With direct pay, what percentage of the capital stack do you expect tax fairness to be?

Direct payment ”refers to a provision of a legislative text published by the House Ways and Means Committee, in particular in the subheading G on green energy (the« green energy subheading » ). At the time of writing, this provision, which is part of the House Reconciliation Bill (aka) Build Back Better Act) has not yet been enacted. The direct payment (or, as it is sometimes called, elective payment) provision, if passed, would allow a taxpayer to elect to be treated as having made a tax payment equal to the value of the tax. credit for which it would otherwise be eligible.

Rather than deferring credits to years when the credit can offset a taxpayer’s tax liability, this provision would allow a taxpayer to claim a refund for the deemed payment after construction of the project is complete. This would allow entities with little or no tax to accelerate the use of credits.

It is difficult to say exactly what effect the adoption of the direct payment provision will have on the percentage of tax capital of projects; however, it would appear that this would put downward pressure as the adoption of the direct payment provision would increase the number of investors who could take advantage of renewable energy credits.

Will a tax equity investor be needed to realize the benefits of the Modified Accelerated Cost Recovery System (MACRS)?

MACRS tax benefits are not credits. These are accelerated depreciation deductions. As information on MACRS tax benefits, for example, a solar project may qualify for an initial ITC based on the amount invested in the project and then, in addition to this credit, may also generate MACRS depreciation deductions. annuals that a taxpayer could use. to offset other income. In the absence of amendments or indications to the contrary, it does not appear that the direct payment provisions of the Green Energy subtitle would affect the benefits of MACRS. Therefore, tax fairness can always be the most effective use of these tax advantages.

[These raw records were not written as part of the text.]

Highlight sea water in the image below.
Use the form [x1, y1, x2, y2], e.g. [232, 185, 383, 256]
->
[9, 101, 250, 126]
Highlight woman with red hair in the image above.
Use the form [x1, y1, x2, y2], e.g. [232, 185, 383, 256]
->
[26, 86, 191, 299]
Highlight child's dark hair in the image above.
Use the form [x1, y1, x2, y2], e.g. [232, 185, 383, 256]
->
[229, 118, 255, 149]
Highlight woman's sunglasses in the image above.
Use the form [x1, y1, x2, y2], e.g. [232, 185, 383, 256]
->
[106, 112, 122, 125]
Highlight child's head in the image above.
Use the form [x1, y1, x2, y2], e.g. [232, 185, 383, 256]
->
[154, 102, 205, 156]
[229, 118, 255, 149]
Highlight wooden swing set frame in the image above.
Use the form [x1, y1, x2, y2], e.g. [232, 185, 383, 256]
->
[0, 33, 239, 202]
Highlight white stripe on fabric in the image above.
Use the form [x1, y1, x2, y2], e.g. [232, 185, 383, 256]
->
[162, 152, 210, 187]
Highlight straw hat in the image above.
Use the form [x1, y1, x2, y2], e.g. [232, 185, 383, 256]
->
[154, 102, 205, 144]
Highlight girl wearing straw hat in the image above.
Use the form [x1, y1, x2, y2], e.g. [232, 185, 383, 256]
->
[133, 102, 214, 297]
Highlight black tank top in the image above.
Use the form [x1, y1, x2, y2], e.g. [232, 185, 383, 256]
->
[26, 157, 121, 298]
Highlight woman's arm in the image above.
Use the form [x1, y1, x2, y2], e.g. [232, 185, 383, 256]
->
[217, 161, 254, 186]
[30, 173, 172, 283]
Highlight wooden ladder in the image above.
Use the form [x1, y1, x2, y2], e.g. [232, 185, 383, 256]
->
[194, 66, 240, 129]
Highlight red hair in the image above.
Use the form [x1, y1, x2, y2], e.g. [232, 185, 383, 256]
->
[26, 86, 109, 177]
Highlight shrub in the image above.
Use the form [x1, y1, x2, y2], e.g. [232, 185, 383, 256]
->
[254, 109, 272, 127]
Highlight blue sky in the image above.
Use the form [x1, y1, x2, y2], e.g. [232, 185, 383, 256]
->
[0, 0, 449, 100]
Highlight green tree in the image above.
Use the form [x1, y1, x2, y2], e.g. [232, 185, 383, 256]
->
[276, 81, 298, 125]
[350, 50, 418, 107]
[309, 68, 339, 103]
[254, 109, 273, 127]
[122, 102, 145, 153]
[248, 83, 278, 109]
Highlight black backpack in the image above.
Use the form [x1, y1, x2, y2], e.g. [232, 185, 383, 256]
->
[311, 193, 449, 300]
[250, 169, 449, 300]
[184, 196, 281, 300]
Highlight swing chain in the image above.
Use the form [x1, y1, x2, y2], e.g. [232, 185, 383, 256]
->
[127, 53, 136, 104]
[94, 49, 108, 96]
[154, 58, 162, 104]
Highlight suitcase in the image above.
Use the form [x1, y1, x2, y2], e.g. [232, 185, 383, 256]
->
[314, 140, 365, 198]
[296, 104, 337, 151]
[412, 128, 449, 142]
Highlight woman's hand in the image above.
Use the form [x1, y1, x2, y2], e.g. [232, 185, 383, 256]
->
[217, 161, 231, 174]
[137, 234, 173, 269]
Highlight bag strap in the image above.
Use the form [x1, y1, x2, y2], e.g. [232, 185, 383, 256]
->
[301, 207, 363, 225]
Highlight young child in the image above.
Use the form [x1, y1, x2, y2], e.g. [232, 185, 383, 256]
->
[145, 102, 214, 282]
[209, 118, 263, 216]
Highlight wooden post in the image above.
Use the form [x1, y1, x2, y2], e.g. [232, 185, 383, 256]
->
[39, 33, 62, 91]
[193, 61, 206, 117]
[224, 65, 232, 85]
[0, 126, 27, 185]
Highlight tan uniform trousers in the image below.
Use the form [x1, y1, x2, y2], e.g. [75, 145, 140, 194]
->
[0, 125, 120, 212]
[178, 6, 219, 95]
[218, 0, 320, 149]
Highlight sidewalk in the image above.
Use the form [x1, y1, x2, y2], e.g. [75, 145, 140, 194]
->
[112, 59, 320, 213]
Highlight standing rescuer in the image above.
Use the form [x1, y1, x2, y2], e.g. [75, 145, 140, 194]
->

Is cogeneration eligible for ITC?

Combined heat and power (CHP) plants (i.e. combined heat and power or cogeneration plants) currently benefit from an investment tax credit (ITC) 10% under Section 48 of the Internal Revenue Code, subject to certain limitations. Some key requirements state that unless the system uses biomass, it must achieve energy efficiency greater than 60 percent and must generate at least 20 percent of its total useful energy as thermal energy, which is not used in the generation of mechanical energy. , electric or a combination of power. The Green Energy subtitle provides that cogeneration would qualify for ITC and increase the maximum potential credit rate from 10% to 30%.

Should storage be added to ITC?

Clearly, energy storage facilities are essential components of renewable energy infrastructure, in terms of intermittency, reliability and stability solutions. Currently, a storage system coupled with a solar project will be eligible for ITC. If the green energy subtitle is adopted, stand-alone storage will also qualify.

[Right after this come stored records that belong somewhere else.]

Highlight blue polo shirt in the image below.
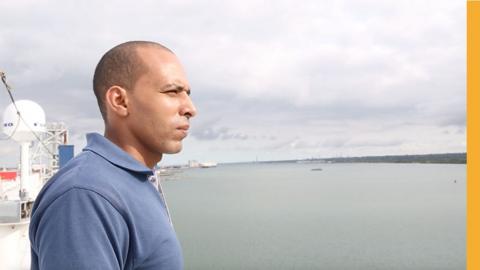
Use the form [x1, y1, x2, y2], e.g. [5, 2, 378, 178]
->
[30, 133, 183, 270]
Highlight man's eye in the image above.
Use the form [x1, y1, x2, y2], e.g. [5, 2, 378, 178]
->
[164, 90, 180, 95]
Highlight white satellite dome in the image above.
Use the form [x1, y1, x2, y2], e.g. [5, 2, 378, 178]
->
[2, 100, 45, 142]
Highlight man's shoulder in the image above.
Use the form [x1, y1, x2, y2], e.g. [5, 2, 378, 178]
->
[36, 151, 128, 212]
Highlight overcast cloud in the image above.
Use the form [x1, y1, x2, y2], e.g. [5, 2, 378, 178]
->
[0, 0, 466, 165]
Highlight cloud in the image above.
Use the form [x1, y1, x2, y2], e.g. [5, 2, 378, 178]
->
[0, 0, 466, 165]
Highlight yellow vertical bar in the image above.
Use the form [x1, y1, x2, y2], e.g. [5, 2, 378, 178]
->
[467, 0, 480, 270]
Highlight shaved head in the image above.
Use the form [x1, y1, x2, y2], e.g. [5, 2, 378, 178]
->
[93, 41, 173, 121]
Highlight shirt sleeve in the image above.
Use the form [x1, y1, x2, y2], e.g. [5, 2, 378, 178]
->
[35, 188, 129, 270]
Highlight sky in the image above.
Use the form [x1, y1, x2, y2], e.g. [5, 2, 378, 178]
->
[0, 0, 466, 166]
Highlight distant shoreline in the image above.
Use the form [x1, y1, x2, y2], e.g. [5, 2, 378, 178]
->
[223, 153, 467, 164]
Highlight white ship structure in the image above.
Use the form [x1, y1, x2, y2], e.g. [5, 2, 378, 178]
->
[0, 72, 73, 270]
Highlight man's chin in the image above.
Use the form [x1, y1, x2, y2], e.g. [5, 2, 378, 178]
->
[164, 143, 182, 154]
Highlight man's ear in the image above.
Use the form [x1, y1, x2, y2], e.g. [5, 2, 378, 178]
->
[105, 85, 128, 117]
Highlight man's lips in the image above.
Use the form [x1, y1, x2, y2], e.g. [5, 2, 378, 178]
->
[177, 125, 190, 131]
[177, 125, 190, 137]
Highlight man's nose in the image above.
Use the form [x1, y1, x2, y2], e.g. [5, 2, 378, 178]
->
[180, 95, 197, 118]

If the Green Energy subtitle is approved, will a solar developer be able to claim the PTC (Production Tax Credit) instead of the ITC?

Yes, the PTC would be available until 2026, gradually increasing to 80% in 2027 and 60% in 2028. Taxpayers could continue to claim the ITC instead of the PTC. Since ITC is measured based on a taxpayer’s initial investment in a solar project and PTC is based on a project’s actual output, a taxpayer might find PTC more beneficial than ITC regarding a solar project with a relatively low yield. initial costs and relatively high projected production.